The persistent Basic Education Certificate Examinations (BECE) failure rates in regions like the Upper East, Upper West, Northern, Central and Volta ought to make us pause. With a good many students in some districts failing in huge numbers, isn’t it time to reflect and consider other alternatives to educate our teeming youth? Though they may be failures in the so called “academic excellence” system, they are potentially and practically as bright as any other such learners worldwide, if only they could be reached and taught properly.
Year after year, the high BECE failing rates - pervading into adult life - puts the nation itself on a roller coaster of perpetual poverty driven by the lack of useful practical skills and the lack of production resulting in the very high costs of living, huge national debts, and so on.

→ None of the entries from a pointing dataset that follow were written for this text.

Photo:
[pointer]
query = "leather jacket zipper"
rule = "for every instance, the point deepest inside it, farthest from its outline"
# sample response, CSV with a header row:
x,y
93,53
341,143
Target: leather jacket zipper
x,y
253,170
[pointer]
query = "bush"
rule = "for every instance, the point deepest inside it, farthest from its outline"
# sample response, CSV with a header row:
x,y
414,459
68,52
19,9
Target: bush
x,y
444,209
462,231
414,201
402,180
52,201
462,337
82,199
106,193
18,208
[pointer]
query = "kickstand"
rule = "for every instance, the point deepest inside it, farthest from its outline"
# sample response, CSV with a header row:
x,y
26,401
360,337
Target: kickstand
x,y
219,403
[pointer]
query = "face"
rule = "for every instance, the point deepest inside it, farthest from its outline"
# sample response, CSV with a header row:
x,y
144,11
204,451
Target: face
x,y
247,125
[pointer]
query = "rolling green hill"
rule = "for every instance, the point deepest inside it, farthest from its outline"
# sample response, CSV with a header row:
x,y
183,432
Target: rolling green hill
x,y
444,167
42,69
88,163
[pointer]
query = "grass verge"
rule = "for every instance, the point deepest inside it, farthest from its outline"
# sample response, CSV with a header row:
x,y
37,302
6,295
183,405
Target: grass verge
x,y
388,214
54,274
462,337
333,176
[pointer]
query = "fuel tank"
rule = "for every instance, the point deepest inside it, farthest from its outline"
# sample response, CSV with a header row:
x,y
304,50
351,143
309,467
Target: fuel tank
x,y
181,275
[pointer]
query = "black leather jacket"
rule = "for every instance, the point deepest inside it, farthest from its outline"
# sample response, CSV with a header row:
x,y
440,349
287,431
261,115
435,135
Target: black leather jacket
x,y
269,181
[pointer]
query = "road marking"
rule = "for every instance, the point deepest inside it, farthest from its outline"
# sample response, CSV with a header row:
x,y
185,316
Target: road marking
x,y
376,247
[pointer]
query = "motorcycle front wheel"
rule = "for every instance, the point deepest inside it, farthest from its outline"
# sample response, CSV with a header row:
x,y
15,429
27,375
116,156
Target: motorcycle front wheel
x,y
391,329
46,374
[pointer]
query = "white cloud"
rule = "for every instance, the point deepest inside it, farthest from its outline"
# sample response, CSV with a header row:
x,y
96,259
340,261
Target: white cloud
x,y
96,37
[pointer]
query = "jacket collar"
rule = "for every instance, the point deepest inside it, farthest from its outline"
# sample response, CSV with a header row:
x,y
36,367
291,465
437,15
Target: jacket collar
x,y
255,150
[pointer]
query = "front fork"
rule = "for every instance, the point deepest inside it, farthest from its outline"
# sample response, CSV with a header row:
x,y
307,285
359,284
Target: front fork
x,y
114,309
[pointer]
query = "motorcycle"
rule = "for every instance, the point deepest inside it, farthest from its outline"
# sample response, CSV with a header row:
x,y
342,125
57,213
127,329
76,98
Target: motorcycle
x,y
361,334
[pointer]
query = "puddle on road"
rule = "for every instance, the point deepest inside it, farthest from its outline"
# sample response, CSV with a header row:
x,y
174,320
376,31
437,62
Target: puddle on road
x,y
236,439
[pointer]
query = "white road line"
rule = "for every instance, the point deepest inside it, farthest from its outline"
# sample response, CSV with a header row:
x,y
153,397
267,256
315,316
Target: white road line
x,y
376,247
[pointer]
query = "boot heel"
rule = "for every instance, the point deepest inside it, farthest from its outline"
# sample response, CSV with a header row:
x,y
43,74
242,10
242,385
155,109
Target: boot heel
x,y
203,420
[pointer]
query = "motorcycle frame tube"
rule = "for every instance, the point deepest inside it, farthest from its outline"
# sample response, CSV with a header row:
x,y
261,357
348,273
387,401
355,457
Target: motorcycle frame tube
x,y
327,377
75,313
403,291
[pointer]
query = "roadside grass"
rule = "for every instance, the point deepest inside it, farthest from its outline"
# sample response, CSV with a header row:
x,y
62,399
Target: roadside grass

Project based education and service learning

The nation needs to see that one doesn’t depend on leaked questions and answers for practical projects that matter, such as hands-on projects of exploration and purpose. One pinches answers for mundane things forced on people without a direction, people who have not been taught well, people unprepared for academic type exams, people without qualified teachers and appropriate teaching and learning materials, people without access to better schools in their districts. What does one expect from a person whose back had been pinned to the wall, a person without a choice except for the narrow beaten paths?

In an earlier column, “Avoiding the mis-education of Ghana’s youth”, I noted that “the combinations of the active brain and hands are the best teaches. By reflecting on action, that culture arrives at better decisions to which people commit naturally, with enthusiasm”.
The nation’s educators need to now recognise the risks of complacency and use the occasion for a candid appraisal. The youth need to be supported to get up from their knees, stand tall, and begin to learn to add practical value to Ghana’s God given resources. The poverty disease can be eliminated.

It is time for the nation’s policy makers to come back to earth, and extract meaning out of the chaos. Project based education and service learning ought to serve as the pivots on which meaningful education must evolve; short of that, the unfortunate youth are being toyed with as victims of adult ineptitude!